Just look at the transformation boiling then blending this gnarly, dusty looking knobble of a root vegetable produces. A real life ugly duckling make over if ever I saw one. Once it has been transformed into this luminescent almost translucent gel of a purée, we can turn to the matter of melting some dark chocolate, adding some espresso coffee, chunks of creamy yellow butter and simply giving them time to get to know one another in the warm bowl before amalgamating them with a slow but deliberate fold.
Meanwhile, we can set about whisking up a number of egg whites and adding some sugar – I used half caster and half soft brown as I’d finished my golden caster sugar without replenishing the stocks. I can’t see how the addition of soft brown sugar is ever a bad thing though.
Once we have thick, shining, matte white meringue and a large metal spoon to fold it into a red earth toned batter we are moments away from ushering this mysterious beauty into the gently preheating oven. Then a mere 45 minutes (in my oven) later, an intriguing aroma of what I’d describe as “earthy chocolatiness” permeates the kitchen in a familiar yet subtly different manner one is accustomed to with “normal” chocolate cakes. The cake has risen beautifully – a flat red brown top with gently rounded edges and the barest wibble wobble of a freshly baked cloud cake or rich and decadent torte at the epicentre of cake.

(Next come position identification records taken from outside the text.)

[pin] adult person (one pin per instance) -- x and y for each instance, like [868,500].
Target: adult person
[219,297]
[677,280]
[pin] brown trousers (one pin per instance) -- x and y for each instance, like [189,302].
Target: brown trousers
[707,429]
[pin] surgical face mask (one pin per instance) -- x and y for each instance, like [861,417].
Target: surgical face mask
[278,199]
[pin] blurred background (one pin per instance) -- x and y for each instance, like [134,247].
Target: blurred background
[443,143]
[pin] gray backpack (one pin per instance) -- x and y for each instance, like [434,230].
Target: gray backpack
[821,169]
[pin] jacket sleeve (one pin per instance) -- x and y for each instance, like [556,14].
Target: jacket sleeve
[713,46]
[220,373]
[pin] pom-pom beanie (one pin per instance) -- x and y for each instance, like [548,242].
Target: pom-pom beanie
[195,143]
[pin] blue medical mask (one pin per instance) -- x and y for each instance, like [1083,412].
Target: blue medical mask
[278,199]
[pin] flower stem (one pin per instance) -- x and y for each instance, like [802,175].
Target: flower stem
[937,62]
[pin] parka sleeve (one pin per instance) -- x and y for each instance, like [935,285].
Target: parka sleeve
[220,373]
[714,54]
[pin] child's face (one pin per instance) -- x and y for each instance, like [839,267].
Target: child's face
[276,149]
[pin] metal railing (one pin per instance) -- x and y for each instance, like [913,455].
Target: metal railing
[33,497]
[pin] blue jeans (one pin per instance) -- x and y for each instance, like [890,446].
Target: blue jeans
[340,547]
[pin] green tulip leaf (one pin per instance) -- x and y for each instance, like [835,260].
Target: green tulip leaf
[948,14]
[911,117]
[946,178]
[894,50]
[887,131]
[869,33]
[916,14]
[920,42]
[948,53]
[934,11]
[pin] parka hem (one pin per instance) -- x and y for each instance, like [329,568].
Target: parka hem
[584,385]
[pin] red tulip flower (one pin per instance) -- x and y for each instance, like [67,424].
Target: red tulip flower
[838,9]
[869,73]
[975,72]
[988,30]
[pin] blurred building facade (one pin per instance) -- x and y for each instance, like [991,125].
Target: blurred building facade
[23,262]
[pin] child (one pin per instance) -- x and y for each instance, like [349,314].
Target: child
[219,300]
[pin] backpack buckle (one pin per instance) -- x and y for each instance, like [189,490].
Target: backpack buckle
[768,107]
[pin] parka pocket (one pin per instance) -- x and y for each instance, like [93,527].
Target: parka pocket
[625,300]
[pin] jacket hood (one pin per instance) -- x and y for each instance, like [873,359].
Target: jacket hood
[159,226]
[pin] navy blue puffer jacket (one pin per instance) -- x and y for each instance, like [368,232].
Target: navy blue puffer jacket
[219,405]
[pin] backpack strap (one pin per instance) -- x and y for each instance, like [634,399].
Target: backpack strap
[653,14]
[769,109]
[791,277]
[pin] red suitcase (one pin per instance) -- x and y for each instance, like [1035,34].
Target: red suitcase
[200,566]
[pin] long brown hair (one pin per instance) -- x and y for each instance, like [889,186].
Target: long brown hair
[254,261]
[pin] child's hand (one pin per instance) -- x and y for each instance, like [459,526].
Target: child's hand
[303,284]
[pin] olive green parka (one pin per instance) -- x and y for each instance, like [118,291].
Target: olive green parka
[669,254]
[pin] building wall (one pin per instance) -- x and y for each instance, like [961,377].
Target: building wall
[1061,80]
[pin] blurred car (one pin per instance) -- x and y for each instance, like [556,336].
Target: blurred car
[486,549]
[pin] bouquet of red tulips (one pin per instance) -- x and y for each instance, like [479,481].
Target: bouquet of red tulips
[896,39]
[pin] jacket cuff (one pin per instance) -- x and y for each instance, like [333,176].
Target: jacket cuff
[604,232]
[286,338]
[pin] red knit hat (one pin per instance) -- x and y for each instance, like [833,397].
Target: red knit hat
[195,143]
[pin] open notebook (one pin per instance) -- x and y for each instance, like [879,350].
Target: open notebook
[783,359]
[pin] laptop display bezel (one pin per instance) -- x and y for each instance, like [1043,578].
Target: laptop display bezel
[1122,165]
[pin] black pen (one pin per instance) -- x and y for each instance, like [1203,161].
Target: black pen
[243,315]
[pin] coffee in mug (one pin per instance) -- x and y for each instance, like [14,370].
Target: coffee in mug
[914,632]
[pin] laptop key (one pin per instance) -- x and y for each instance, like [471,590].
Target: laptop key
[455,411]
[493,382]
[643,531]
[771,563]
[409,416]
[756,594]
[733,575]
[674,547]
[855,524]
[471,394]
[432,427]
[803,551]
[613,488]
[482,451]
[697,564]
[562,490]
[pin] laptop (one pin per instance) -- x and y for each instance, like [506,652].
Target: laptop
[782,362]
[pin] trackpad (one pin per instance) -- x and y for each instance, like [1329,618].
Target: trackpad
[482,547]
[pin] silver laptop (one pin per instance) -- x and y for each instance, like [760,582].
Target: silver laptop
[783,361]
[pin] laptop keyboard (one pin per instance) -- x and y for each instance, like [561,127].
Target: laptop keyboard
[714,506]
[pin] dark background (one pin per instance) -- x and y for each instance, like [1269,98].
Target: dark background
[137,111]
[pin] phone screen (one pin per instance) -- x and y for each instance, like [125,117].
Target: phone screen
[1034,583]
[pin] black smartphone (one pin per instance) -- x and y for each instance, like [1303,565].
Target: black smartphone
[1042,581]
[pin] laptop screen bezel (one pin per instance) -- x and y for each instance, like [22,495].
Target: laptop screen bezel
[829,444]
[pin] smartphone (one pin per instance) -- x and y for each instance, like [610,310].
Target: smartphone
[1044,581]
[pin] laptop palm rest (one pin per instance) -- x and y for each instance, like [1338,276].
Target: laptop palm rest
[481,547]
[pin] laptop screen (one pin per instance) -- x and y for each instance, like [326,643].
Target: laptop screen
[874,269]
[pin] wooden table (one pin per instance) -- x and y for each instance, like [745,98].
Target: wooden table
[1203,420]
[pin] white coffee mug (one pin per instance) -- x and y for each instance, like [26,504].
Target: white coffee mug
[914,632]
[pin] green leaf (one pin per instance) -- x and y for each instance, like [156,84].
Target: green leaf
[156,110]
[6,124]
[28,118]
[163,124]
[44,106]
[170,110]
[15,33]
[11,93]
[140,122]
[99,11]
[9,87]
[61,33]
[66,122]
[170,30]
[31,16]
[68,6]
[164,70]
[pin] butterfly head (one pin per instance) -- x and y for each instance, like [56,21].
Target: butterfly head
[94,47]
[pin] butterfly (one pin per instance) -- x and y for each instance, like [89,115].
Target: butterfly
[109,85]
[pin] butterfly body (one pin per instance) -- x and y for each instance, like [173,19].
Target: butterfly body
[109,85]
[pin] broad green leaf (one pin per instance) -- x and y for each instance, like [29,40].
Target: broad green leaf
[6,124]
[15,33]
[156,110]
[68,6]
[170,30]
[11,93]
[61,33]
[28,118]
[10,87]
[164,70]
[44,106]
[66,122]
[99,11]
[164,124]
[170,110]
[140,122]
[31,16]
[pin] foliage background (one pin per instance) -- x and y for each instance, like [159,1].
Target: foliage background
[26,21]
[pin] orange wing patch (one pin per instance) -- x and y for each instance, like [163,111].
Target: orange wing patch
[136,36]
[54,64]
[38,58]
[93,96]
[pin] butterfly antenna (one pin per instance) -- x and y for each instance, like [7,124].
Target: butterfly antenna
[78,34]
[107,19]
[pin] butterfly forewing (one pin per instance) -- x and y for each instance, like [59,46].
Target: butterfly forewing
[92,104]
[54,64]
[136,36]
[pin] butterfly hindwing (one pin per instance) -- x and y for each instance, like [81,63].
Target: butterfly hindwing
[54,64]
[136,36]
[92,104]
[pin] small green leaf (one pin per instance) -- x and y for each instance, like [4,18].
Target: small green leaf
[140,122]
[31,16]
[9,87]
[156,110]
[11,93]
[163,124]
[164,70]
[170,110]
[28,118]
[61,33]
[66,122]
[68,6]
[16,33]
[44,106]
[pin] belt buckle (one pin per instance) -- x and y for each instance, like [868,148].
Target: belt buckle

At this point in the afternoon of Father’s Day I was all packed up and ready to go. Hungry Hubby had arrived home and we were ready to drive over to Daddums for the BBQ. Hubby cradled the cake still in its tin and retaining substantial heat from the oven in a jute bag for life on his lap as I drove!
It stood for almost 2 hours before I served it and what this smart phone picture doesn’t get across is the velvet centre of the cake – very much like a chocolate torte but aerated with the egg whites folded into the batter before baking, it almost but didn’t ooze like Aztec earth coloured lava as each slice was transferred to the waiting plates. We served it with a gently whipped cream sweetened with a touch of vanilla bean paste and agave nectar (as I had some and wanted to try it) rather than the poppy seeded creme fraiche which Nigel himself suggests as an accompaniment.
As for the taste, well we enjoyed our slabs of warm cake and clouds of cream in the late evening and unexpected warming heat from the sun in Daddums beautiful back garden. The torrential down pour of the morning forgotten as swallows and house martins darted between the bushes and a sparrow hawk was spotted in the distance by eagle eyes Daddums himself. Silence interrupted as he spooned mouthfuls of dark cake and white cream into his mouth making yummy noises. I can only assume the sweetness of the organic beetroot humming alongside the 70% Green & Black’s chocolate was as pleasing to him as it was to me.
- 250 g beetroot cooked in their skins then peeled and puréed well.
- 200 g dark chocolate
- 4 tbsp hot espresso
- 200 g butter
- 135 g plain flour
- A heaped tsp baking powder
- 3 tbsp cocoa powder
- 5 eggs separated
- 190 g golden caster sugar
Melt the chocolate, butter and espresso together. Stir in the beetroot purée and egg yolks.
Sift over the flour, baking powder and cocoa and mix in.
Whisk the egg whites until stiff then pour in the sugar gradually as for making meringue.
Fold into the chocolate mixture and then transfer to a greased and lined 8 inch round cake tin.
Place in a preheated oven to 180˚C, immediately turning down to 160˚C and baking for approximately 40 minutes - the centre should wobble a little but the edges be fully cooked.
Cool in the tin before unmoulding and serving with creme fraiche whilst still warm.